On Suffering and Pain. What Does it Matter So Long As We Hurt?


It turns out it matters a lot, and the difference is essential. Because pain is curable and suffering is not. I had better explain. To be clear we must first turn suffering into pain for there to be cure. In brief, suffering is not healing; feeling pain is because pain is more specific, less diffuse and has an origin, while suffering is diffused throughout the system and is vague. We suffer when we cannot reach the cause. And that often means that the cause is so deeply buried as to be unknowable. And that can mean one of two things;
1. The pain is so great that it must remain repressed.
2. The pain is so deep and remote that it is very very difficult to reach.

When those two elements exist we have generalized suffering as the agony portion bursts through but not the origin. The imprint is still there behind it all but for now it is unattainable. Pain means connection; that is why patients hurt when they do connect—my mother never loved me. What we do to produce cure is to turn suffering into pain and then into feeling: mama, please love me.

Suffering and pain are mutually exclusive; one (pain) eliminates the other (suffering). I am not discussion chronic suffering from physical causes such as infection.

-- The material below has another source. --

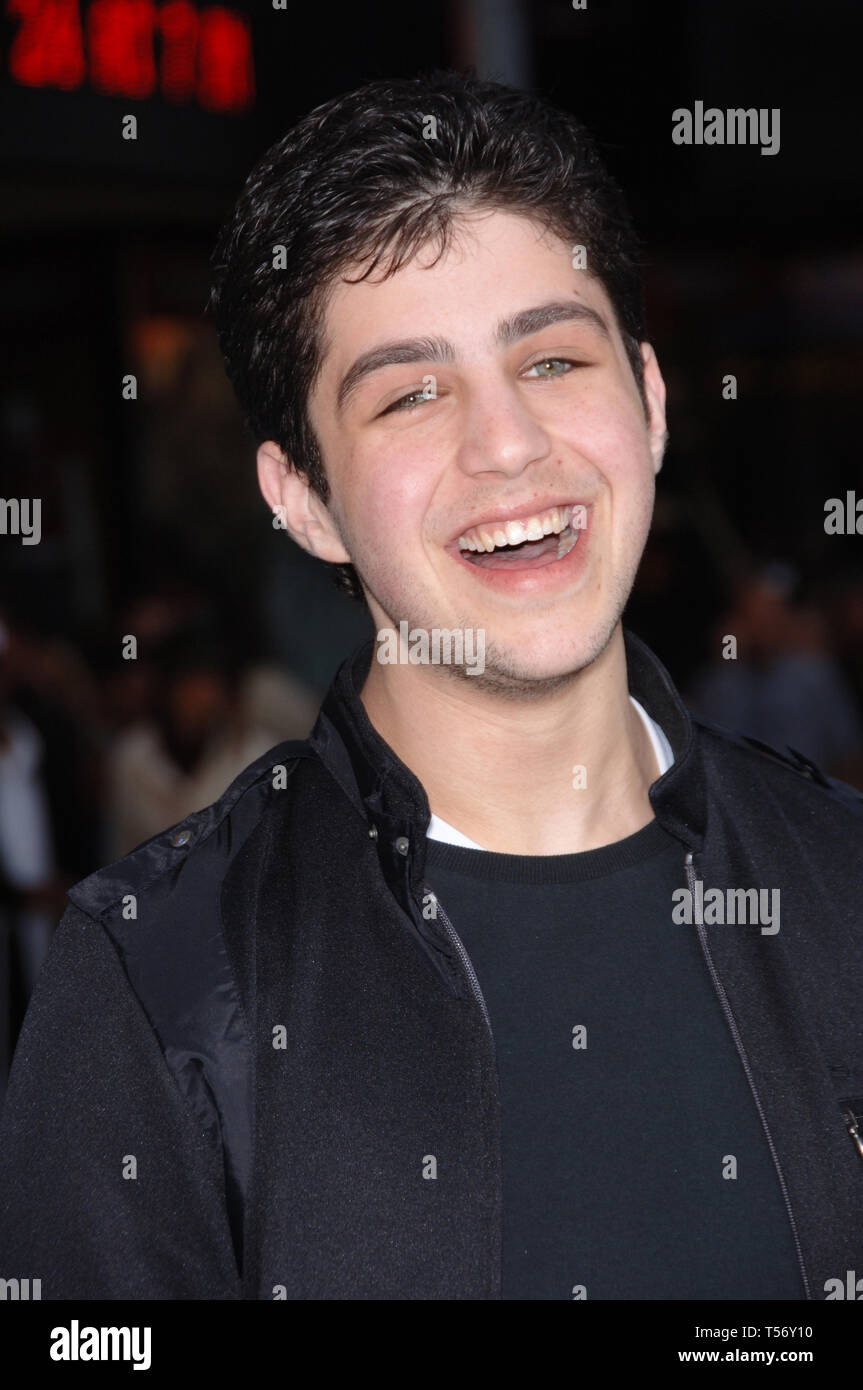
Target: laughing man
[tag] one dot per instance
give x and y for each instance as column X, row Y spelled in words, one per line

Why isn’t suffering curative? Because it remains in our head and does not reach all of us. It means that it is not connected. We are constantly miserable and never know why. Because it is in our head it stay alienated from deep causes. Once we feel deeply, over months, we can read ultimate causes. The more we try to understand our suffering the less we succeed. This is why cognitive therapy cannot succeed. It means ensconced in the intellect when what we need for cure is a deep imprint. We need the opposite: letting go of intellectual pursuits and allowing oneself to drift downward to the remote past. That is not easy and most often cannot be done without professional help. Too often, we conflate pain and suffering and that prevents us from ever finding cure. Where is cure? On a lower level of consciousness. If it were on top we could say, “Oh deal I cut myself..”

To recap: suffering happens when pain/imprint is on the rise but is still repressed and hidden. Cognitive cannot achieve cure so long as it suppresses agony without focusing on deeper imprints. They give pills, which further sequesters causes, the causes that gave rise to the suffering. They get results but it cannot last. They claim it is effective; within narrow confines it can be but it won’t endure.

Suffering and pain should not be conflated, as that assures no cure. They are not interchangeable, allowing them to be treated through ideas and insights. This amounts to thinking our way to health; that believing makes it so. Once we know that deep pain lies far below the neocortex we can focus on real causes and of course, cure.